For those new to the field of resting state fMRI, the large variety of approaches to functional connectivity analysis is highly confusing. This primer provides an introduction to the concepts and analysis decisions that need to be made at every step of the processing pipeline, starting from data acquisition through to interpretation of findings.
Dr Janine D. Bijsterbosch is currently a postdoctoral researcher in the Analysis Group in the FMRIB Centre, University of Oxford, specialising in resting-state analysis. She has worked in brain imaging since 2007, with a background in psychology and experience working in psychology, psychiatry and neuroscience. Janine has considerable teaching experience, being the course organiser, lecturer and senior tutor on both the FMRIB Graduate Programme and the FSL Course.
Professor Stephen M. Smith is a Professor of Biomedical Engineering in the FMRIB Centre, University of Oxford and founded the Analysis Group there in 1997. He is the co-founder of FSL (FMRIB Software Library, www.fmrib.ox.ac.uk/fsl) and has written many tools for analysis of structural, diffusion and functional data, with a recent emphasis on resting-state imaging.
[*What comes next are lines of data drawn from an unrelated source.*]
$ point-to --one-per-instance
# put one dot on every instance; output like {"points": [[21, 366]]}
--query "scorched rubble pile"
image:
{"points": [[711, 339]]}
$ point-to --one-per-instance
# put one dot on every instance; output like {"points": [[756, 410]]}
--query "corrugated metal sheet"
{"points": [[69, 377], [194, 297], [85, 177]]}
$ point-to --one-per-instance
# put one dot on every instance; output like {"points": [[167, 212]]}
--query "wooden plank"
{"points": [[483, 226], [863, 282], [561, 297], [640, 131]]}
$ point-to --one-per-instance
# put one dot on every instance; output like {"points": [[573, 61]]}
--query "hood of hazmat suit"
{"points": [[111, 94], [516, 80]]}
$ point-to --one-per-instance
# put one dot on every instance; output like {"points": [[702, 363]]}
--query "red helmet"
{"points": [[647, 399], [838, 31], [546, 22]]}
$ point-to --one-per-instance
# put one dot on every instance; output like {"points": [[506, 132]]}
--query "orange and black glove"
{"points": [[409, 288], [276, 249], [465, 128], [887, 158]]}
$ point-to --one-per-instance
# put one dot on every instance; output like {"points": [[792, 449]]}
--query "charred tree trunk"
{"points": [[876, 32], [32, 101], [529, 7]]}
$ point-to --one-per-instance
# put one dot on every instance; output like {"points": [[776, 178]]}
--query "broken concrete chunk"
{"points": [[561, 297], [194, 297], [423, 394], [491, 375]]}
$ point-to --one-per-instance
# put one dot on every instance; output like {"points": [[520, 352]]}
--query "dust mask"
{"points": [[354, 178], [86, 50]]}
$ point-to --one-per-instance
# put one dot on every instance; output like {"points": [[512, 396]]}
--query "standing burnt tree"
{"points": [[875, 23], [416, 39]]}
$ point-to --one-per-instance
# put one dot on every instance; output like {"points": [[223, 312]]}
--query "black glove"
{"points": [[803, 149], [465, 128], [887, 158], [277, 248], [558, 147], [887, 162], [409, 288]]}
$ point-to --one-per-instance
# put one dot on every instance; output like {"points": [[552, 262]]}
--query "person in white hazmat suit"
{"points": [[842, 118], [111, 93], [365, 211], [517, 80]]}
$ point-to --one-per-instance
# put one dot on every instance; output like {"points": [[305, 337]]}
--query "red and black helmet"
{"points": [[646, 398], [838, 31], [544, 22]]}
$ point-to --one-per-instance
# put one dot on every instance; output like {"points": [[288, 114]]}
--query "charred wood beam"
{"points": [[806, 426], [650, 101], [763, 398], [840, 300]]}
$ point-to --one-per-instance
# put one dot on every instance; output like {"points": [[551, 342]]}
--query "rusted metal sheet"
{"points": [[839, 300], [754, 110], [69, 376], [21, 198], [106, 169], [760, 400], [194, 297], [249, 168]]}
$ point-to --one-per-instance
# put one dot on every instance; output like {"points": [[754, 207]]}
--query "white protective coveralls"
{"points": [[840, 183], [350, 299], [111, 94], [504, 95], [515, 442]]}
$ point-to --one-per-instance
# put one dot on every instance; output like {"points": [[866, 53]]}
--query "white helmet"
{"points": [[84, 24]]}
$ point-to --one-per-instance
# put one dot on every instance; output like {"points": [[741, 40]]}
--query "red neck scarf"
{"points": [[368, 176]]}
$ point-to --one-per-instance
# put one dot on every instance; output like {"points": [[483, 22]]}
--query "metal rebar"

In 2007 Stephen received the Wiley Young Investigator Award from the Organisation for Human Brain Mapping.
Professor Christian F. Beckmann is a Professor of Statistics in Imaging Neuroscience at the Radboud University Medical Centre Nijmegen and leads the Statistical Imaging Neurosciences group at the Donders Institute for Brain, Cognition and Behaviour in Nijmegen. His research focuses on Independent Component Analysis in fMRI, utilising information theoretic principles for the development of imaging biomarkers, advanced diagnosis systems and understanding of the human brain. Christian has taught on the FSL Course since its inception in 2002 and in 2011 he received the Wiley Young Investigator Award from the Organisation for Human Brain Mapping.